Face it: the glory days are gone for General Motors, Ford and the Chrysler Division of DaimlerChrysler. Japan will soon surpass Detroit as the world's auto capital. While Japan's top three automakers are likely to report mixed financial results for the latest quarter, they're almost certain to achieve major long-term growth.
The success of Toyota, Nissan and Honda illustrates the movement of auto industry leadership from West to East.
GM is now in the business of assigning blame. The latest target is health care. GM, the largest private health insurer in the nation, says it faces a "crisis" because of ever-increasing health care costs.
General Motors reported its worst quarterly loss in 13 years this week. You can talk about health care but it's also clear that GM's line of trucks and over-sized SUVs is not producing the profits company executives anticipated and sales of its newly designed cars are a major disappointment.

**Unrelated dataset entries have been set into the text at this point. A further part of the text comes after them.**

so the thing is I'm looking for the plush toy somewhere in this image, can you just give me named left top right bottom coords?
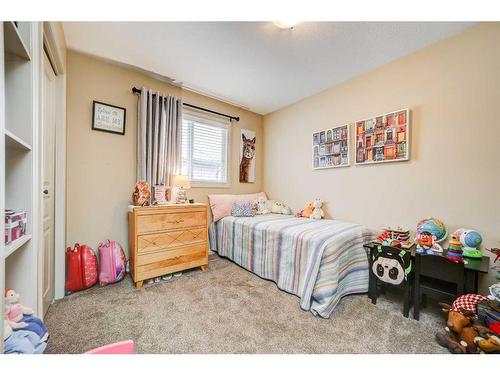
left=435, top=295, right=493, bottom=354
left=474, top=332, right=500, bottom=353
left=6, top=304, right=49, bottom=342
left=271, top=201, right=283, bottom=214
left=132, top=180, right=151, bottom=206
left=281, top=204, right=292, bottom=215
left=309, top=198, right=324, bottom=220
left=255, top=196, right=269, bottom=215
left=3, top=319, right=46, bottom=354
left=296, top=202, right=314, bottom=218
left=4, top=289, right=34, bottom=315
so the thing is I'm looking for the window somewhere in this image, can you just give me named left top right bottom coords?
left=181, top=111, right=230, bottom=186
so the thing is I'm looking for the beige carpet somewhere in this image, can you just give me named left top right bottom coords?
left=44, top=255, right=448, bottom=354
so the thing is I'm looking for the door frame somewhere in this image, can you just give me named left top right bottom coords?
left=40, top=23, right=67, bottom=311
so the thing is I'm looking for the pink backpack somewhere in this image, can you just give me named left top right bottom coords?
left=97, top=240, right=126, bottom=286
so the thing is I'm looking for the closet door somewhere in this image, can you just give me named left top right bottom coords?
left=42, top=51, right=56, bottom=315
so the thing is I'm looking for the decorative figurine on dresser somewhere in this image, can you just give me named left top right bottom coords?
left=128, top=180, right=208, bottom=288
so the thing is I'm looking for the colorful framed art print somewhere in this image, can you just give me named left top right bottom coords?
left=312, top=124, right=350, bottom=169
left=355, top=108, right=410, bottom=165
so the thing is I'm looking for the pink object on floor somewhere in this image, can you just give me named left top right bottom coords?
left=85, top=340, right=135, bottom=354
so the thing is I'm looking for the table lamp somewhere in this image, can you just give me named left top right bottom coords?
left=173, top=175, right=190, bottom=204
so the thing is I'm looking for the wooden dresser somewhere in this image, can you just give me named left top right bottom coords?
left=128, top=203, right=209, bottom=288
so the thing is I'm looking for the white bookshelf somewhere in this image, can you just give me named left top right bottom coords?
left=1, top=21, right=42, bottom=353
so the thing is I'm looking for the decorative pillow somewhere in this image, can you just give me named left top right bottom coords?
left=208, top=192, right=267, bottom=222
left=231, top=203, right=256, bottom=217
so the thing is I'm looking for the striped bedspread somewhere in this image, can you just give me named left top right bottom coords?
left=209, top=214, right=374, bottom=318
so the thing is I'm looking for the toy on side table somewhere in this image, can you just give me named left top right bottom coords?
left=415, top=217, right=447, bottom=254
left=446, top=234, right=464, bottom=262
left=454, top=228, right=483, bottom=259
left=309, top=198, right=324, bottom=220
left=375, top=227, right=413, bottom=249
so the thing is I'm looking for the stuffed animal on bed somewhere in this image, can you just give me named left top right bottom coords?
left=271, top=201, right=283, bottom=214
left=281, top=204, right=292, bottom=215
left=255, top=197, right=269, bottom=215
left=310, top=198, right=324, bottom=220
left=296, top=202, right=314, bottom=218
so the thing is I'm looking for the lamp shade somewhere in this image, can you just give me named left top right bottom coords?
left=173, top=175, right=191, bottom=189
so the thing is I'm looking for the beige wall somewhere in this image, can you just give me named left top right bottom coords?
left=263, top=23, right=500, bottom=291
left=66, top=51, right=263, bottom=255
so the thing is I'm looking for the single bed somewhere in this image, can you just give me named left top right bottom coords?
left=209, top=214, right=374, bottom=318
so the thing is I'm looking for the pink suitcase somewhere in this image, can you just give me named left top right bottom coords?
left=97, top=240, right=126, bottom=286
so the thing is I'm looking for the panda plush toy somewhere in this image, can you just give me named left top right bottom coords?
left=372, top=246, right=411, bottom=285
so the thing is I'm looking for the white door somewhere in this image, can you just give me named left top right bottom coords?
left=42, top=52, right=56, bottom=316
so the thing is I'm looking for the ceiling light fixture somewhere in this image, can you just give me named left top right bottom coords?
left=273, top=21, right=300, bottom=30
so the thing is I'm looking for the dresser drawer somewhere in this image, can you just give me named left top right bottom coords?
left=136, top=210, right=206, bottom=234
left=137, top=228, right=207, bottom=255
left=137, top=244, right=207, bottom=272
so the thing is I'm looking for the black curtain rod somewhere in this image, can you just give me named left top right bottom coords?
left=132, top=87, right=240, bottom=122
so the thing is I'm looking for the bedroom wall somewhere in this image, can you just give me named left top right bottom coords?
left=66, top=50, right=263, bottom=255
left=263, top=23, right=500, bottom=292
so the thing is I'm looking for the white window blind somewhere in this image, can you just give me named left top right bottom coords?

There was a time when half of the cars sold in the U.S. were manufactured by GM. Just a generation or two ago, consumers waited eagerly for dealers to unveil the latest GM models. Those were the good old days.
Today, GM commands a 25 per cent market share, roughly half what it was a generation ago. GM's financial picture has deteriorated significantly from just a year ago, as it swung from a profit of more than $1 billion for the first three months of 2004 to a loss of more than $1 billion for the same period in 2005.
Ford Motor Company, despite strong sales of its new Mustang is not covering Detroit with glory either. Ford reported a 38 percent drop in first-quarter earnings due in part to falling U.S. sales and rising costs.
While Ford's earnings were higher than Wall Street had expected, the company said it would not turn the profit in the second quarter that Wall Street is expecting.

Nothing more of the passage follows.